The original Legend of Zelda was a revolution in exploration. When game director Shigeru Miyamoto created it, he had a distinct vision in mind – he wanted to infuse the game with the same thrill and sense of wonder as he had as a child exploring forests, caves and lakes, and as a result children everywhere were completely immersed in this new world where their imagination could run wild and they could become a brave hero.

Now let’s fast forward to 2009, to the release of The Legend of Zelda: Spirit Tracks. You’d expect, 23 years after the release of the original game, for Nintendo to have expanded on that original vision, that defining feature which first set the Zelda series apart from other video games. Instead, the overworld is not just figuratively but quite literally “on rails”, reduced to a mini-game to take you from one set of block-pushing puzzles to the next.

Don’t get me wrong, I quite enjoy my block-pushing puzzles: Pushmo (or Pullblox depending on where you live) is some of the most fun I’ve had on my 3DS so far. However, the Zelda series is more than that – the puzzles and dungeons don’t simply exist in a void as fun little Pushmo levels to casually skip between. They are there as part of that grand adventure, as triumphs and accomplishments to expand on that immersion and wonder felt by Miyamoto as a child when he first grabbed a lantern and dared to wander into a cave, and that’s what I feel that the newer games are starting to lose.

It’s strange, too, because for a long time new Zelda games were expanding on that open world vision, taking that concept and providing new experiences. For a long time, each subsequent Zelda game would find a new way for players to be immersed in the experience. Ocarina of Time was the first to help immerse players by taking the experience into 3D, Majora’s Mask improved on that by creating a world of fully fleshed out characters with their own schedules, who weren’t just glorified signposts but people with their own problems and their own lives, and The Wind Waker let you loose on the high seas, providing some of the most freedom to explore and discover since the original games. Twilight Princess admittedly leaned more towards the side of streamlining the 3D Zelda formula rather than innovation, but it continued in Ocarina of Time’s footsteps with its massive Hyrule Field full of goodies and secrets to find.
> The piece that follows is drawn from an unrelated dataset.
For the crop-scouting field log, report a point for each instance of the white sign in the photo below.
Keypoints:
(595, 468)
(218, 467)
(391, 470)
That’s when the trouble started. Perhaps to deal with some of the criticism of the time it took to sail in The Wind Waker, they decided to change it up for its sequel Phantom Hourglass by partially automating the exploration process. Instead of walking/riding/sailing for yourself, you now had to just draw a path and then watch for a minute or two as your little guy chugged along, with some quick time events of sorts to keep you on your toes along the way. While it wasn’t the greatest method of video game travel to be conceived, it wasn’t too much of an issue on its own – the problem came when they took the automation to its logical extreme in Spirit Tracks and simply replaced open world exploration altogether with an automated system.

Spirit Tracks TrainSome complained about the feel of adding a train to the series, but the larger problem was the skipping of the overworld it represented.
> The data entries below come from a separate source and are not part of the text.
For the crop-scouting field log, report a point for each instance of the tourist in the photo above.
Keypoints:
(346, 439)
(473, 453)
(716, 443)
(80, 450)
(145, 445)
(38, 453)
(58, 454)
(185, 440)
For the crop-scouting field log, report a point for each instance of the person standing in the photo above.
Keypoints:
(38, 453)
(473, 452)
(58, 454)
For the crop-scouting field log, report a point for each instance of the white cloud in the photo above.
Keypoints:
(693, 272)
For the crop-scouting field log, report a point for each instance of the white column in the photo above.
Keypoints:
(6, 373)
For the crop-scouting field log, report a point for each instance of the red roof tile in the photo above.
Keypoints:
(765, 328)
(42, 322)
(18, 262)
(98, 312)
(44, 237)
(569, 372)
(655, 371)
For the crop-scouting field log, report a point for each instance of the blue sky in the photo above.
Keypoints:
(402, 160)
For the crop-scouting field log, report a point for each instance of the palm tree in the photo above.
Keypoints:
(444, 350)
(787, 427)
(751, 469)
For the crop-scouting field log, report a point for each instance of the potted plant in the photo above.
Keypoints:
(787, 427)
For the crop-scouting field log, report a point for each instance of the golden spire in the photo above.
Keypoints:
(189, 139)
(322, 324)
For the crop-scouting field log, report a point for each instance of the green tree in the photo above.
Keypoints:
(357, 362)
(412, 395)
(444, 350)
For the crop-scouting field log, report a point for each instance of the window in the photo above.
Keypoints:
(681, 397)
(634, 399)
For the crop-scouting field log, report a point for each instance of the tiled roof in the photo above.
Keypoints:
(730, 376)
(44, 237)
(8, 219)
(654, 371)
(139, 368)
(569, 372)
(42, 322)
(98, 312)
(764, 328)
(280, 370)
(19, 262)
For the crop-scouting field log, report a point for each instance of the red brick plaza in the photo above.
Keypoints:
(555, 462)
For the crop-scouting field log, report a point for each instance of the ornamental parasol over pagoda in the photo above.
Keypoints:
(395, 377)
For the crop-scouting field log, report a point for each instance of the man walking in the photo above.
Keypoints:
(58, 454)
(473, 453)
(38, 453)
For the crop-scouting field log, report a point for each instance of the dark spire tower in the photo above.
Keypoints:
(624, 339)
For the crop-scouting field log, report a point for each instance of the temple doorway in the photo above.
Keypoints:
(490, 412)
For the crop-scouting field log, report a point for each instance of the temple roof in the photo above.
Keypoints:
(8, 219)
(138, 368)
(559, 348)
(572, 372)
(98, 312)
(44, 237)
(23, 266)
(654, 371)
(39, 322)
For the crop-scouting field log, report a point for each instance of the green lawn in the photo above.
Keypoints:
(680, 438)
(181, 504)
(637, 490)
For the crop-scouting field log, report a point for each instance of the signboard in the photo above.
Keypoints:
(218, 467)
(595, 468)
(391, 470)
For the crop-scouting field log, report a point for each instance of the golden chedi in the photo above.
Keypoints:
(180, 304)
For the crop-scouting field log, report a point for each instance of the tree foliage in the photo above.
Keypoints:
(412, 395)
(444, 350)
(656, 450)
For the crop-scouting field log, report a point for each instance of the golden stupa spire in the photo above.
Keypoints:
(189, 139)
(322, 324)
No longer could the player wander the world, finding yet unknown temples and forests and caves and immersing themselves in an open world where imagination could run wild. Instead, like a 2D Super Mario game, players finished one level and then were allowed to take the one linear path to the next level to finish that level and move onto the next. While Spirit Tracks had some nice dungeons and a bit of interesting story, it lacked the soul – it had lost the open world vision that had immersed so many through Zelda’s history.
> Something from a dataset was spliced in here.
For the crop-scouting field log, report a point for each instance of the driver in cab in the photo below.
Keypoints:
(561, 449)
So now we come to Skyward Sword. Luckily it stepped back a bit from Spirit Tracks in the linearity department, but while it definitely made steps forward in the entertainment provided by the combat and had some cool puzzles, it still seemed to miss the greater picture, replacing the open fields/oceans of the majority of the previous games with a hub system, wherein players entered a themed area through a portal in the small main sky island area and then when they were finished moved over to another completely disconnected area.

Skyward Sword’s hub reminded me a bit of Super Mario 64, where each world was separate and accessed through the hub that was the castle.

Granted, there was still exploration there – the areas themselves were large and were drastically more “open world” than, say, Final Fantasy XIII, but it was still a lot more linear than previous games. I have fond memories from my childhood of running around a fully fleshed out world doing things that weren’t mandated by the storyline. When I was meant to be going to Zora’s Domain I was instead running excitedly around the map finding Lon Lon Ranch and Gerudo Valley and other places that, while not entirely open yet, gave me the feeling that rather than just a “game” in which I advanced stage by stage, this was a world, an adventure. I didn’t feel like I was progressing through a series of levels, but rather I felt like I was in a unique world, sorting out some of its problems.

Skyward Sword didn’t give me that same level of immersion – I was told that I needed to collect the *insert plot item here* then I was plopped down and ran in a general forward direction until I found it. I wasn’t allowed to run across the map to look at Ganon’s Castle like in OoT, or take off in a random direction in search of treasure and adventure, like in The Wind Waker. I can only hope that for the next Zelda game, the development team can take a step back and make sure that in their quest to improve on previous games, they don’t lose track of the core aspects that make Zelda what it is.